When considering this year’s Oscar nominees for film editing, it bears keeping in mind that the precise nature of that achievement is never an easy or obvious one to gauge, or even to discuss. The editor’s alchemy is a largely invisible one, an art by subtraction — dependent on reams of footage we never see, driven as much by emotional impact as by timing and rhythm, and usually aimed at achieving the sort of visual seamlessness that can too easily be taken for granted. The better it is, so the conventional wisdom goes, the less you notice.
Ironically, this may partly account for why Douglas Crise and Stephen Mirrione’s inventive work on “Birdman,” with its cunningly achieved illusion of having been shot in one long, wound up omitted from this year’s nominations. Even so, Alejandro G. Inarritu’s technical tour de force offers a useful reminder that just because a picture doesn’t look edited doesn’t mean that it wasn’t. As it happens, Crise and Mirrione were Oscar-nominated for Inarritu’s much more flashily edited 2006 picture, “Babel” — a worthy recognition, to be sure, though more for the strength of that film’s performances and its long-arc emotional progression than for its convulsive leaps through time and space, nearly all of which were set forth in Guillermo Arriaga’s screenplay.
Something similar could be said of Clint Eastwood’s “American Sniper,” which opens with perhaps its showiest cut — from the tense image of Navy SEAL Chris Kyle on an Iraq rooftop to the sight of a young Kyle hunting with his father decades earlier — a deliberately jarring temporal transition that comes straight from Jason Hall’s otherwise doggedly linear script. The true measure of editors Joel Cox and Gary Roach’s achievement is a subtler one, evident in the coherence of Bradley Cooper’s lead performance, the energy and clarity of the action scenes, and the slow, steady accretion of moments into a full-bodied (if far from comprehensive) portrait of one man’s harrowing existence.

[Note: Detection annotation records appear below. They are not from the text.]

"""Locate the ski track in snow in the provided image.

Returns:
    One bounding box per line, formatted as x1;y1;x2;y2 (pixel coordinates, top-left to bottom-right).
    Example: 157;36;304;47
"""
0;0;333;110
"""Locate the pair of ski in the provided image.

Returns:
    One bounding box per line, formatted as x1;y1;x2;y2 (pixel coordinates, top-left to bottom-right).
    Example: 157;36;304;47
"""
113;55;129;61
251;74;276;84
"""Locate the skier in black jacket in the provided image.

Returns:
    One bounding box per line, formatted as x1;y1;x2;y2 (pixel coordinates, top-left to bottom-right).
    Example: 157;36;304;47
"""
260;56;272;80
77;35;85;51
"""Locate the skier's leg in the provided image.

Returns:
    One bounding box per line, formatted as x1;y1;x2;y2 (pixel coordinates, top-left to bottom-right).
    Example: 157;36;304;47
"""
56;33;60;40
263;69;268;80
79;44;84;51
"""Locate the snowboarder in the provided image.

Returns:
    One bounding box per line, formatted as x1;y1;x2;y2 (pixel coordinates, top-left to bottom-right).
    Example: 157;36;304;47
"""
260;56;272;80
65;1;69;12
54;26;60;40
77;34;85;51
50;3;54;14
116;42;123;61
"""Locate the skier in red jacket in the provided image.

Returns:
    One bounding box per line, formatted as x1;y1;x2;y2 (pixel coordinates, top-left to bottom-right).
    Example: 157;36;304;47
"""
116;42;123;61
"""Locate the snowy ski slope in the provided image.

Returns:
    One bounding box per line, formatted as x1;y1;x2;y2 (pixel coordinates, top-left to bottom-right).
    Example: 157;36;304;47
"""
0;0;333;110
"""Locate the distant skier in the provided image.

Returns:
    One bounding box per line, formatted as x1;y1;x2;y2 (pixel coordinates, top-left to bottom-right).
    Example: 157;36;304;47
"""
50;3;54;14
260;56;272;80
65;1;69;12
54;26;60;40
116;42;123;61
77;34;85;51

Another life-spanning portrait of an exceptional individual, “The Imitation Game” accesses Alan Turing’s formative moments through a more intricate network of flashbacks, and editor William Goldenberg renders the transitions with the sort of crisp, polished ease that defines Morten Tyldum’s picture as a whole. But beyond the occasional blips of historical newsreel footage and the process-driven montages, Goldenberg’s work is perhaps best appreciated in the assembly of the film’s outstanding lead performance; we’ll never know exactly how many different versions of Benedict Cumberbatch’s icy stare the editor had to work with, but the role’s emotional impact, despite its tightly constricted range, largely speaks for itself.
As many a cutting-room veteran will tell you, the ability to shape a performance presents perhaps the truest test of a film editor’s skill. As it happens, four of this year’s five editing nominees also received nominations for acting — and the one that didn’t, “The Grand Budapest Hotel,” arguably should have for Ralph Fiennes’ bravura display of controlled comic fireworks. Remarkably, given Wes Anderson’s obsessive attention to matters of timing and rhythm (crucial for an ensemble farce like this to work), this is the first of the director’s pictures to earn recognition in this category, and if ever there was a need for proof that great editing is allowed to call attention to itself, Barney Pilling’s work offers it in spades.
The style here is presentational rather than immersive, full of frequent shot-reverse-shot transitions between perfectly symmetrical frames, and often employing playful shifts in perspective that call attention to the candied-diorama artifice of the film’s world. Anderson, who works out his compositions and camera movements beforehand, isn’t a director who offers much breathing room; even still, Pilling’s shot selection process, in search of the cleanest blocking, the best line deliveries and the strongest comic interplay between actors, must have been killer.
Of all the nominees, Damien Chazelle’s “Whiplash” is the most narrowly focused, and the most tightly circumscribed in terms of time and space; a few peripheral characters aside, it’s effectively a two-hander, which sets a logical back-and-forth pattern for Tom Cross’ editing scheme. The most memorable sequences in “Whiplash” consist of simple yet perfectly timed reversals between J.K. Simmons’ barking orchestra leader and Miles Teller’s desperate-to-please drummer, in which the actors’ gestures often dictate the exact placement of each cut. At the same time, Cross’ cutting derives terrific energy from the natural percussion supplied by the jazz music with which it works so inextricably in concert.
By contrast, the most expansive film of the bunch is “Boyhood,” and if there’s a contender this year that confounds most traditional ideas of editing a movie, it’s this one. Whereas most editors work from the template of a finished script, Sandra Adair was no more aware of which direction the 12-year project would take than Richard Linklater was, allowing her an unprecedented level of freedom to experiment while considerably raising the degree of difficulty.
The editorial virtues of “Boyhood” are plain to see — namely, the absorbing narrative flow and performances that feel cohesive from start to finish — but they’re especially remarkable when you consider the additional variables and levels of uncertainty introduced by a real-time experiment. All of which makes the modesty of Adair’s approach — especially the tactful, almost imperceptible transitions from one year to the next — all the more becoming. Great editing isn’t always invisible editing, but in this case the two are one and the same.